There are packages, like Biopython and scikit-bio for processing files you encounter in bioinformatics. In this problem, though, we will work on our file I/O skills.

a) Many sequencing results come in FASTA format. You can read about the format from the Wikipedia page. Write a function that reads in data from a FASTA file and returns a string containing the comment descriptor (not including the >) and a sequence as a single string. You do not need to write a general parser, only one that handles the following format:

  1. Only one sequence is in the file.

  2. The comment line starts with >.

  3. The sequence may either be on a single line or on multiple lines.

  4. There is no special character marking the end of a sequence.

So, a call to the function would look like

descriptor, sequence = read_fasta_single_record(filename_as_string)

You should test your function on a few files to make sure it works properly, but you do not need to go through a formal TDD procedure. In “real life” you should employ TDD principles, but we will not require that here.

b) Restriction enzymes cut DNA at specific locations called restriction sites. The sequence at a restriction site is called a recognition sequence.
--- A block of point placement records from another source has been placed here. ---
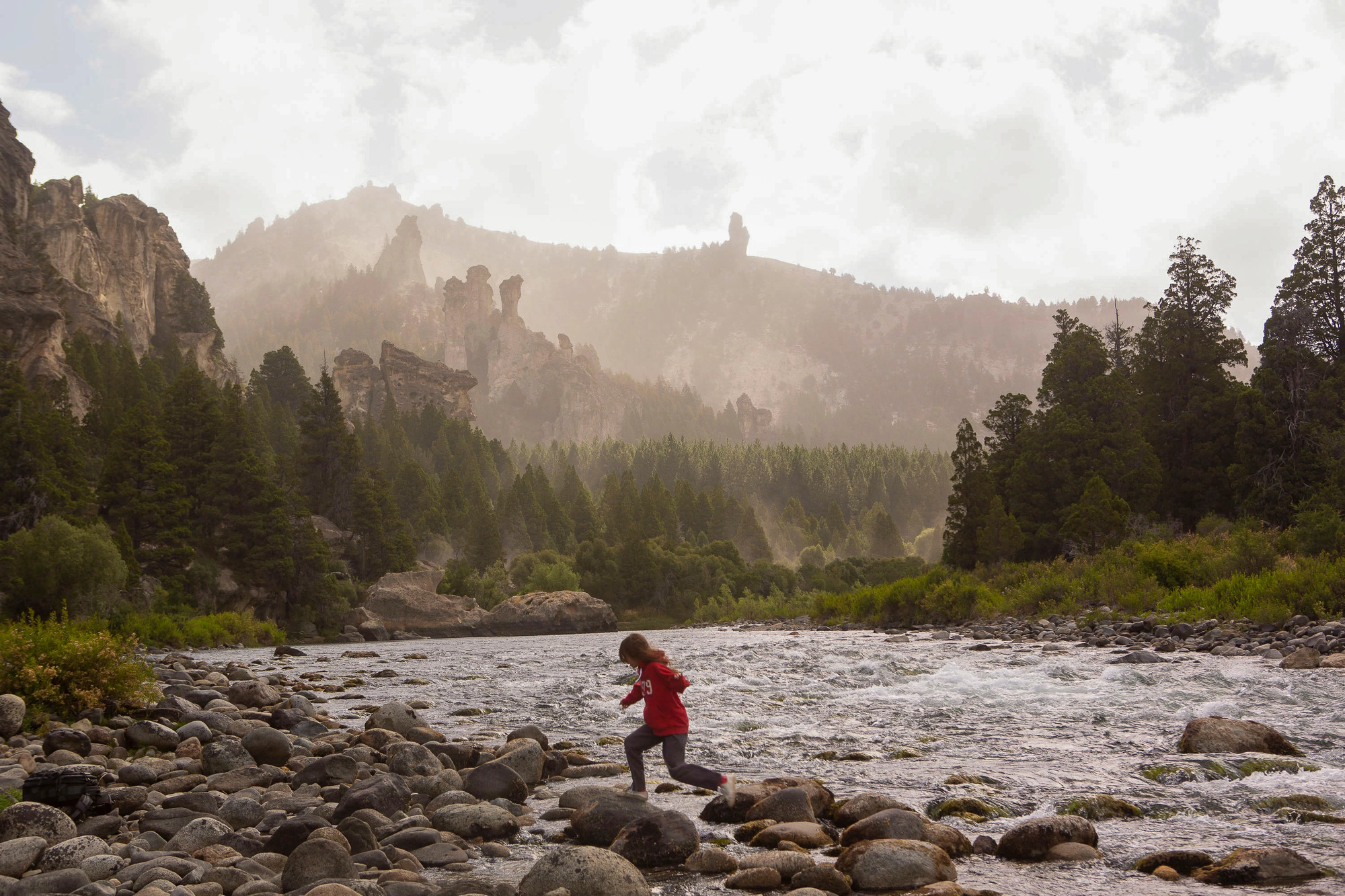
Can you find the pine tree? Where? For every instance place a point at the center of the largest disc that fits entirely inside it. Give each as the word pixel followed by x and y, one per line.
pixel 1188 396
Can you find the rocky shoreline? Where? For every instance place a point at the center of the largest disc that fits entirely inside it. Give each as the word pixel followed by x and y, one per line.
pixel 1301 643
pixel 240 783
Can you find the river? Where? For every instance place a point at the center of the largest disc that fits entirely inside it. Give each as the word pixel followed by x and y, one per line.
pixel 1044 727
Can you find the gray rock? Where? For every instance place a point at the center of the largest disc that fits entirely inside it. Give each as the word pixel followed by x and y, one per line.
pixel 396 716
pixel 36 819
pixel 414 760
pixel 72 852
pixel 147 733
pixel 787 805
pixel 484 819
pixel 317 860
pixel 20 854
pixel 895 864
pixel 387 794
pixel 268 745
pixel 1032 840
pixel 198 834
pixel 1218 735
pixel 496 779
pixel 13 710
pixel 225 755
pixel 584 870
pixel 664 838
pixel 891 823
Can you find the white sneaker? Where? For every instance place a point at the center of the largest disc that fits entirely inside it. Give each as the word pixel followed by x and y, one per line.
pixel 730 788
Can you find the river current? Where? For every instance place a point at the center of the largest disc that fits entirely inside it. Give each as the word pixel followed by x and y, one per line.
pixel 1043 725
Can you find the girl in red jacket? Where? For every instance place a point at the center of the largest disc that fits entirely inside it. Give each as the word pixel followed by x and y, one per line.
pixel 665 720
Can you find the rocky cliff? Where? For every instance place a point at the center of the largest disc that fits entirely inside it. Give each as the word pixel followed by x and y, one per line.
pixel 111 268
pixel 411 381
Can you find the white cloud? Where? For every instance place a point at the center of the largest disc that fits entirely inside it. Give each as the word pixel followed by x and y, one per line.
pixel 1048 150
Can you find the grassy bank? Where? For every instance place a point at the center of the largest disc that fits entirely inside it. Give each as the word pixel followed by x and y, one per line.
pixel 1229 572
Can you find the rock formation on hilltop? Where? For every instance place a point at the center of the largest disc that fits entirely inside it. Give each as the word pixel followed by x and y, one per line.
pixel 411 381
pixel 108 268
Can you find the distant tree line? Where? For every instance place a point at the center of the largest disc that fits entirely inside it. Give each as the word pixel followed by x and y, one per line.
pixel 1136 430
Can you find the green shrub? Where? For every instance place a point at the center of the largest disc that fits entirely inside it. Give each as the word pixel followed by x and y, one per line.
pixel 64 666
pixel 56 565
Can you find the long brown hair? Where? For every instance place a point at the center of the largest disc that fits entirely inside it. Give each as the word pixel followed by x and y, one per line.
pixel 638 647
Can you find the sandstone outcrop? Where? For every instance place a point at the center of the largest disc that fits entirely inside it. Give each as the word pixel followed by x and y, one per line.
pixel 107 268
pixel 411 381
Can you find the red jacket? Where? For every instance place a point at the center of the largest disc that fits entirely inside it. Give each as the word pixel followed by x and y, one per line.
pixel 660 686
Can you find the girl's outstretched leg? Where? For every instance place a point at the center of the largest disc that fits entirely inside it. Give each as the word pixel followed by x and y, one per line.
pixel 637 743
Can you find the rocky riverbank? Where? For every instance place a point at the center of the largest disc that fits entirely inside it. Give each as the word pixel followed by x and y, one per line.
pixel 240 783
pixel 1301 643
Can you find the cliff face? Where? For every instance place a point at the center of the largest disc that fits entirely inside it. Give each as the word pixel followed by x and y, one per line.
pixel 107 268
pixel 411 381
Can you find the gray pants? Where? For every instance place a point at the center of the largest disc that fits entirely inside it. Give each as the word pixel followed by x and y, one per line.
pixel 675 754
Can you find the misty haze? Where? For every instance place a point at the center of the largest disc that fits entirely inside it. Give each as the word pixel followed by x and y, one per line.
pixel 927 417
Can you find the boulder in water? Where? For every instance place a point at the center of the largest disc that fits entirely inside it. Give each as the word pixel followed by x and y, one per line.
pixel 1219 735
pixel 895 864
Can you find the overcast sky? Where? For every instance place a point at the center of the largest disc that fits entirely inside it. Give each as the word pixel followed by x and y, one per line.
pixel 1042 150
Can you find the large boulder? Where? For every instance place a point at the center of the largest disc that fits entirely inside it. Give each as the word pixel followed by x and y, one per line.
pixel 556 612
pixel 584 870
pixel 895 864
pixel 664 838
pixel 1219 735
pixel 494 780
pixel 317 860
pixel 407 602
pixel 1034 838
pixel 396 716
pixel 36 819
pixel 1266 865
pixel 598 822
pixel 891 823
pixel 387 794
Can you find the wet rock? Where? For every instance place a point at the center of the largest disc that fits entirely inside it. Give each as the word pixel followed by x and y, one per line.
pixel 414 760
pixel 387 794
pixel 13 710
pixel 1219 735
pixel 484 819
pixel 1034 838
pixel 895 864
pixel 76 741
pixel 317 860
pixel 396 716
pixel 1264 865
pixel 532 732
pixel 664 838
pixel 36 819
pixel 864 805
pixel 949 838
pixel 268 745
pixel 584 870
pixel 528 759
pixel 786 805
pixel 20 854
pixel 712 860
pixel 891 823
pixel 496 779
pixel 808 834
pixel 326 771
pixel 822 879
pixel 147 733
pixel 252 694
pixel 598 822
pixel 754 879
pixel 224 755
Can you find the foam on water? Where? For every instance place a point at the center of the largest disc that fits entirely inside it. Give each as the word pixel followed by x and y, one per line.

Here are the recognition sequences of some commonly used restriction enzymes.

Restriction enzyme

Recognition sequence

HindIII

AAGCTT

EcoRI

GAATTC

KpnI

GGTACC

Download the FASTA file (provided by New England Biosystems) containing the genome of λ-phage, a bacteriophage that infect E. coli, here. (Don’t forget to put the data file in the ../data/ directory.) Use the function you wrote in part (a) to extract the sequence.

c) Write a function with call signature

restriction_sites(seq, recoq_seq)

that takes as arguments a sequence and the recognition sequence of a restriction enzyme sites and returns the indices of the first base or each of the restriction sites in the sequence.

d) Use this function to find the indices of the restriction sites of λ-DNA for HindIII, EcoRI, and KpnI. Compare your results to those reported on the New England Biosystems datasheet.